As mentioned in the overview introduction, Pants's approach to enable support for Javascript is to be a thin caching layer on top of your current tooling.

Refer to the example repository for example usage.

Package manager

Pants uses corepack to manage package manager versions and installation. Like corepack, Pants respects the experimental "packageManager" feature in package.json files.

package.json
{
"name": "@my-company/pkg",
"packageManager": "[email protected]"
}

this setting will ensure that all scripts invoked for this package.json, and any workspaces managed by this package.json will use this particular version of yarn. It can be more convenient to define a project level package manager.

Choosing between pants.toml or package.json for package manager version configuration

In general, if your team runs all tooling via Pants, using pants.toml reduces boilerplate in cases where you maintain multiple packages.

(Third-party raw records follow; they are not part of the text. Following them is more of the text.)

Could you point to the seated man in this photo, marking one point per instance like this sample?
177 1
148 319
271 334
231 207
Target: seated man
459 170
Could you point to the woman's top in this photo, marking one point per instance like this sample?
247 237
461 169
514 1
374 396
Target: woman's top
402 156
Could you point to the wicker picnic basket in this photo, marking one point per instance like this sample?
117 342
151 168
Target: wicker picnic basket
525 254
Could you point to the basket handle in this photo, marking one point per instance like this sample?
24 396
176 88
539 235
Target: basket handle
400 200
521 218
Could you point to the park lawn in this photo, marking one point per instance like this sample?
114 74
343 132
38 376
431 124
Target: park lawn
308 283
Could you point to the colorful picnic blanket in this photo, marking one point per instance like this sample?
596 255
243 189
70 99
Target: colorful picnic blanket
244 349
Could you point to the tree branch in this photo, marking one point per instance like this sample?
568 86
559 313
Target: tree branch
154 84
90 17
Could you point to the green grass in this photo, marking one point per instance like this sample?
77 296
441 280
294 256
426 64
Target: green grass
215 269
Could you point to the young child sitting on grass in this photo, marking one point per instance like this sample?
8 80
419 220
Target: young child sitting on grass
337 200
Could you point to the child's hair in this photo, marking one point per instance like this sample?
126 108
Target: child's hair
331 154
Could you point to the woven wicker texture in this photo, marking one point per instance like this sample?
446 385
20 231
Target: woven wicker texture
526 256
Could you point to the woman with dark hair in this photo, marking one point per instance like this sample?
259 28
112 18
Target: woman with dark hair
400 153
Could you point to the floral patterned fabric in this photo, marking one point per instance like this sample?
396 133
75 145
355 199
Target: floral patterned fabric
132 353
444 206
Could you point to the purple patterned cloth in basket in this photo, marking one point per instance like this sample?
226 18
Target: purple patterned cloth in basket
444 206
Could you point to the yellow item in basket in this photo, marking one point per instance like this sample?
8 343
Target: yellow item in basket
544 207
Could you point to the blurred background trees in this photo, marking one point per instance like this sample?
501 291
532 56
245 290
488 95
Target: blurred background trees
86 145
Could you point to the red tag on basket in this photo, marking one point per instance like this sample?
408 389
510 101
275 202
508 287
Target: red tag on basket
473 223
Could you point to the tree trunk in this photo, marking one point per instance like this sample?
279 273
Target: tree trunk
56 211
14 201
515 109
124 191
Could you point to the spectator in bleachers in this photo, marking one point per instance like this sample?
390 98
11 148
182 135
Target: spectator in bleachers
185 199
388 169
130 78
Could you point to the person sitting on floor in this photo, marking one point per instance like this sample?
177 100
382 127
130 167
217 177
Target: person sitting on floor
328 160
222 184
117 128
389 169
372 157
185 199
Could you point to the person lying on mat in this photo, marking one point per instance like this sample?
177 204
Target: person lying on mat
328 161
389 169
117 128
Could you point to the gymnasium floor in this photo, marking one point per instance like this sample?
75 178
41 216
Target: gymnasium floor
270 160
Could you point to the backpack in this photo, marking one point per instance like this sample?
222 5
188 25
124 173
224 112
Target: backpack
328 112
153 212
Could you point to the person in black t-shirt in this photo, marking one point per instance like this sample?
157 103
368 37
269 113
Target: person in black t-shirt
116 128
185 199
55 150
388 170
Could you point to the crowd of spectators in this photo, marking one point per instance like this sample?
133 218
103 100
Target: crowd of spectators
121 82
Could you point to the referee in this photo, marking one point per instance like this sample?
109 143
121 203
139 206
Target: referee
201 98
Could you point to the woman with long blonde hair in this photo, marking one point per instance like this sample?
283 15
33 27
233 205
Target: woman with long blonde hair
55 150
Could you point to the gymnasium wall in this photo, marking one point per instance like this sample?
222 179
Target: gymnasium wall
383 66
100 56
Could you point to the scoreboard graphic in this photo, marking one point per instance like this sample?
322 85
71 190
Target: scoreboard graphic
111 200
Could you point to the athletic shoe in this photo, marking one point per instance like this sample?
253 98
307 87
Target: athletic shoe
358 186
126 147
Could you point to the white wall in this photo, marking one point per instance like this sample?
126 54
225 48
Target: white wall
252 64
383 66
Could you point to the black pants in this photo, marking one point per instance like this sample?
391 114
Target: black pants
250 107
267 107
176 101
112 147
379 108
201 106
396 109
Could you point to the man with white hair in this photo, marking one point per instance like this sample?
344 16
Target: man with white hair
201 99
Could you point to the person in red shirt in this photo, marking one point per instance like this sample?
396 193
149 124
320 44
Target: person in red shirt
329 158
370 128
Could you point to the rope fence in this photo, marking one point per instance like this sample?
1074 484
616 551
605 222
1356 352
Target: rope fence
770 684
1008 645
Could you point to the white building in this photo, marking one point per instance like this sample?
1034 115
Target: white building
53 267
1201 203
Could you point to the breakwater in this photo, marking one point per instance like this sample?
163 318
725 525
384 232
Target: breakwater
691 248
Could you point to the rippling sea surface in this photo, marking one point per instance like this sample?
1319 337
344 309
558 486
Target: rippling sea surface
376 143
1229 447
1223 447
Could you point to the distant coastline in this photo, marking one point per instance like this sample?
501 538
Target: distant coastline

If your team mixes usage of Pants and "bare" package manager invocations, package.json#packageManager is the safer option.

Testing

By default Pants assumes a package_json target mapping a package.json includes a test script, e.g.

package.json
{
"name": "@my-company/pkg",
"scripts": {
"test": "jest"
},
"devDependencies": {
"jest": "^29.5.0"
}
}

and will use this script to execute your tests when running pants test ::. See Goal arguments for the normal techniques for telling Pants what to run on.

To enable configurability, the build symbol node_test_script contains options for changing the entry point from "test", and to enable coverage reporting.

Packaging

Similarly, build scripts can be introduced to Pants via the node_build_script build symbol. This is intended to be used as a way to introduce artifacts generated via bundlers and/or compilers installed and ran via your package manager. The result can the be consumed by other targets as either resource-targets that can be depended on, or as a package for the docker backend.